PREROGATIVES POUR UNE PAIX DURABLE DANS LA REGION DES GRANDS LACS
Ces travaux confortent l’idée selon laquelle on trouve dans l’histoire des peuples da la région des Grands Lacs des fondements solides de l’intégration nationale et régionale, et de paix.
PROBLEMATIQUE DE PAIX ET DE L’INTEGRATION DANS LA
REGION DES GRANDS LACS
La complexité de la structure ethno-linguistique, l’acuité des problèmes ethniques, le développement des idéologies tribalistes expliquent non seulement l’intérêt scientifiques, mais également l’actualité politique d’une féconde réflexion sur la problématique de paix et de l’intégration tant nationale que régionale dans les Grands Lacs.
Partant de l’observation sur le terrain dans cette région, c’est de l’intégration nationale que dépendent la cohésion politique de tout pays et la réalisation des programmes socio-économiques du développement national. Tous les Etats de la région des Grands Lacs prennent de plus en plus conscience et accordent une attention particulière aux problèmes ethniques qui constituent une source de multiples conflits et guerre
Le caractère délicat des problèmes ethniques ne doit pas être réduit à une simple hostilité entre ethnies Les nombreux phénomènes ethniques négatifs observés trouvent leurs racines uniquement dans un passé proche ou lointain. C’est le cas des peuples Hema, Lendu et Banyamulenge dit « Banyarwanda » ou congolais d’expression Rwandaise.
Les populations Hema et Lendu qui se savent condamnés à vivre ensemble sur leurs communes terres ancestrales sont localisées dans le district de l’Ituri.
L’Ituri fait partie des quatre districts de la Province orientale en République démocratique du Congo. Il partage ses frontières avec deux des pays voisins de ce pays, à savoir l’Ouganda et le Soudan. District le plus peuplé et le plus riche de la Province Orientale il comprend cinq Territoires à savoir : Irumu, Mambasa, Djungu, Mahagi et Aru.
L’une des particularités de l’ituri est qu’elle est la seule partie du Pays où l ‘on rencontre tous les quatre Grands groupes ethniques d’Afrique, en effet, on y trouve des pygmées, des Bantous, des soudanais et les nilotiques.
En ce qui concerne, les Walendu ou peuple Lendu, ils sont d’origine soudanaise.
Arrivés en Ituri vers le 16e siècle, leur origine géographique se trouve dans les régions du Haut-plateau du Soudan oriental.

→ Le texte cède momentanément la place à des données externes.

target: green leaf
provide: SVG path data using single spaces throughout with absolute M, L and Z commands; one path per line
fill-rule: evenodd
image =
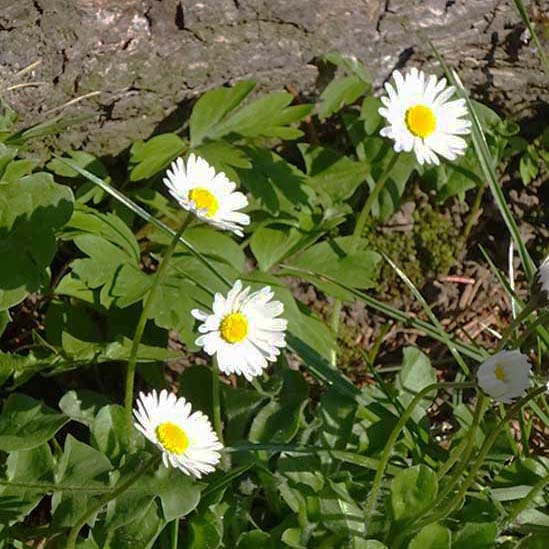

Actuellement en Ituri, ils occupent au total quatre collectivités dont trois dans le Territoire de Djugu. Il s’agit des collectivités secteurs des Walendu Pitsi, Djatsi et Tatsi et, dans le territoire d’Irumu, de la collectivité des Walendu Bindi. Ils sont des agriculteurs.
Les Bahema dit peuple Hema , quant à ceux, sont arrivés en Ituri au 17e siècle venant ,de l’Ouganda mais leur origine géographique se trouve dans le sud-est Ethiopien, près de la valeé Bahr-El-Gazal. Eleveurs , agriculteurs, pêcheurs et commerçants, ils occupent actuellement en Ituri 16 collectivités-chefferies. Il s’agit dans le Territoire de Djugu, des collectivités de Bahema nord ( la plus peuplée du territoire de Djugu), des Bahema Badjere, des Bahema, Banywagi et de Mambisa sans le territoire d’Irumu : les collectivités des Bahema Boga, des Bahema Babiasi, Badihango, Banikasa( qui forment la collectivité-secteur Bahema/sud) Bahema Mitego et Bahema d’Irumu. Dans le territoire de Mahagi : les collectivités des Djukots, de Mokambo et de Wagongo.

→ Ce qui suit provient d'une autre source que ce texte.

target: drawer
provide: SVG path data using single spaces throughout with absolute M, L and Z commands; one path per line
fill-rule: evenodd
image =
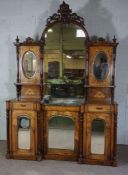
M 26 110 L 33 110 L 34 109 L 34 103 L 13 103 L 13 109 L 26 109 Z
M 88 105 L 89 112 L 109 112 L 111 107 L 109 105 Z

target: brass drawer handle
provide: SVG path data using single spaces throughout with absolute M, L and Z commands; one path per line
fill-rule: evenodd
M 97 107 L 96 109 L 98 109 L 98 110 L 102 110 L 103 108 L 102 108 L 102 107 Z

S’agissant des relations entre les deux tribus différents témoignages s’accordent pour affirmer que depuis l’epoque coloniale, on a jamais déploré un conflit de terre entre les peuples Hema et Lendu, excepté celui de 1911.
Neamoins, la cohabitation entre ces deux peuples dans le territoire d’Irumu a connu plusieurs épisodes d’affrontements sanglants dont les plus importants ont eu lieu en 1911, 1966,1979,1992,1999 et 2003.

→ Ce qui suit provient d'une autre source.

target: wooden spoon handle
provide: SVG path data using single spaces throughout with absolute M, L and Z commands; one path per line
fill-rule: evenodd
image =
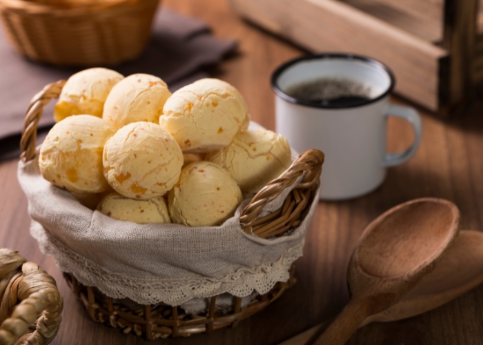
M 314 345 L 344 345 L 368 315 L 364 301 L 351 299 Z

En 1911, La guerre éclate après l’assassinat du grand chef Hema, appelé Bomera, par les Walendu-Bindi ( Wangiti) .
En 1966, une nouvelle confrontation oppose les deux tribus près de Bogoro et Ada. A l’origine du conflit, le refus des populations Walendu Rutshi des enclaves de Nombe et Lapka de se soumettre à l’autorité des chefs Hema qui les administrent.
En 1979, un autre conflit surgit entre les deux tribus cette fois-ci sur la plaine de la Semliki ( Lac Albert), entièrement comprise dans la collectivité des Bahema –sud. La cause de ce conflit, le commerce des poissons et produits vivrières.
En 1999, une bataille armée éclate à Libi, Chef de la collectivité –secteur des Walendu Pitsi. Elle oppose les membres de l’Ethnie Lendu, décidés à conserver leurs terres et les forces de l’ordre dépêchées par les autorités administratives locales.
Les extrémistes sautent sur l’occasion et le conflit, devenu incontrôlable, à pour cible privilégiée tout sujet Hema. On assiste alors à des règlements de comptes sanglants de part et d’autres à l’incendie des villages entiers, à l ‘horreur et aux barbares avec des corps mutilés, des cadavres jetés dans la rivière Shari.
Les guerriers Lendu, organisés dans le milieu du type Mai-Mai avaient décidé de détruire les biens des Hema sans distinction dans le but de les contraindre de quitter leurs terres, d’où l’intervention des soldats Ougandais.
En 2003, les conflits armés entre les milices Lendu et Hema dans la localité de Drodo dans le District de l’Ituri en République Démocratique du Congo.
Les conflits ont provoqués des violations des droits de l’homme et du droit international humanitaire dans cette région, à savoir : les exécutions sommaires de la population civiles , les mutilations des personnes, des maisons brûlées et des femmes violées.
Les affrontements meurtriers entre factions dissidentes, groupes d’autodéfense à caractère ethnique et milices tribales ont affligés les populations de cette contrée de la République Démocratique du Congo et procèdent d’une idéologie d’exclusion, de haine et d’exacerbation des clivages et antagonismes tribaux et ethniques.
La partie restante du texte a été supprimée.